Don't forget other minor details such as having your bank account set up to receive any payments. And think about the price. Too high and you will lose sales, but too low and people will discount your book as being amateurish. I'm a £6.99 guy. Unless you have good reason, you should be too.
Finally, ISBNs. An International Standard Book Number is the unique code assigned to every book published, much like a UPC. They aren't cheap, and they really aren't required for an eBook, unless you are going to sell via the iBook store.
Okay. Now you are ready - let's publish.
How to publish a book or eBook: Amazon Kindle Direct Publishing
I make no apologies for starting with Amazon. Nor should you. If you publish with just one seller, Amazon should be it. Happily, Amazon Kindle Direct Publishing is quite straightforward to use. You simply supply book- and author info, cover art, keywords, excerpts, and your DRM selection, and then send your manuscript for review. Books are generally online and available on the Amazon store within 24 hours.

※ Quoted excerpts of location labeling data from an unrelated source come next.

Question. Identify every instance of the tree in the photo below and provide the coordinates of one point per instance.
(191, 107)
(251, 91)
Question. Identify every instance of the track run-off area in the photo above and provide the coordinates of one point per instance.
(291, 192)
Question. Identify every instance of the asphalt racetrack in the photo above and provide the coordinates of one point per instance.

With Amazon you'll make about 70 percent on your book if you price it sensibly. Amazon will also make your book available through its various foreign divisions at your request. Amazon has its own file format called KF8 (Kindle Format 8), but uploading your ePub-ready .doc file will work just fine. Inserting a table of contents is nice, but not required by Amazon. The finished book will look good both on the Kindle and on Amazon's site, with the listing page linked to any paperback versions of the book, an author page, and more.

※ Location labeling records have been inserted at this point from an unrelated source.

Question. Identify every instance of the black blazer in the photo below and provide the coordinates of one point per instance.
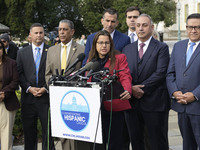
(150, 71)
(10, 84)
(27, 74)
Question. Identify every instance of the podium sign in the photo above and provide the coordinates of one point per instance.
(74, 113)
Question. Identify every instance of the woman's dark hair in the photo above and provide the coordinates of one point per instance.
(111, 54)
(4, 51)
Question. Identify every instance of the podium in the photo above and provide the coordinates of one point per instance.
(74, 113)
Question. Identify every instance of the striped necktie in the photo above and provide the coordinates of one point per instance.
(189, 52)
(64, 58)
(141, 50)
(37, 62)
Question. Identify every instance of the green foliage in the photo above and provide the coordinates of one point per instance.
(86, 14)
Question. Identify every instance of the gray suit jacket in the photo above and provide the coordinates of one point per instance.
(54, 61)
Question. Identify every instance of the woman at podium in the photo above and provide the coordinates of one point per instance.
(103, 52)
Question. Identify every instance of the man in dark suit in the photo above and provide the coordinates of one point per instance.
(148, 61)
(183, 83)
(10, 46)
(55, 57)
(31, 62)
(132, 14)
(109, 22)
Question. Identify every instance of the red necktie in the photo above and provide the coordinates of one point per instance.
(141, 50)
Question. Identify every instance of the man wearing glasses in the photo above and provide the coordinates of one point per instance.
(132, 14)
(109, 22)
(183, 83)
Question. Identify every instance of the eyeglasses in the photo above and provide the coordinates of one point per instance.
(129, 17)
(101, 43)
(190, 28)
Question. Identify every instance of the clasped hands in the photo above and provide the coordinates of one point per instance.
(37, 92)
(185, 98)
(125, 95)
(2, 96)
(137, 91)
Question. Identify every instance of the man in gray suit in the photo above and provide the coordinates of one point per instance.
(60, 57)
(31, 61)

You can also earn more if you allow your title to be included in Kindle Unlimited (the subscription service where users don’t pay for individual books, but to access a library of books) and Kindle Owners Lending Library – a perk for Prime subscribers.
If you want to publish paper versions of your book, use the previously mentioned CreateSpace (owned by Amazon) which makes that simple if not always lucrative. Pretty good at this whole book business, Amazon. See also - How to sell and promote your music on the internet.
How to publish a book or eBook: other platforms
You want to meet your potential audience wherever they are, so Barnes & Noble and Apple iBooks are both worth considering, although neither has anything like the scale of Kindle for eBooks. The B&N system is much the same as Amazon's. Apple iBooks requires you to have a Mac, annoyingly, as well as an Apple ID. Honestly, it is a slow, confusing and painful process. And iPad users need only to install the Amazon Kindle app to get your book there. As I say, if you publish on only one platform make it Kindle.
How to publish an eBook: aggregators
You can take away some of that pain by using an aggregator. You fill in all the data once, and the aggregator publishes to multiple platforms. If you are intending to publish to iBooks I would recommend going down this route.
Two popular aggregators are Smashwords and Lulu (there are many more). You upload your manuscript, cover, descriptive terms, and payment information, and then the aggregator does the rest. Aggregators coordinate with the retail sites, and they sell the books directly themselves, as well. They will, of course, demand a cut. But it may be worth it for the reduced hassle and the opportunity to publish to all of the smaller eBook platforms all around the world.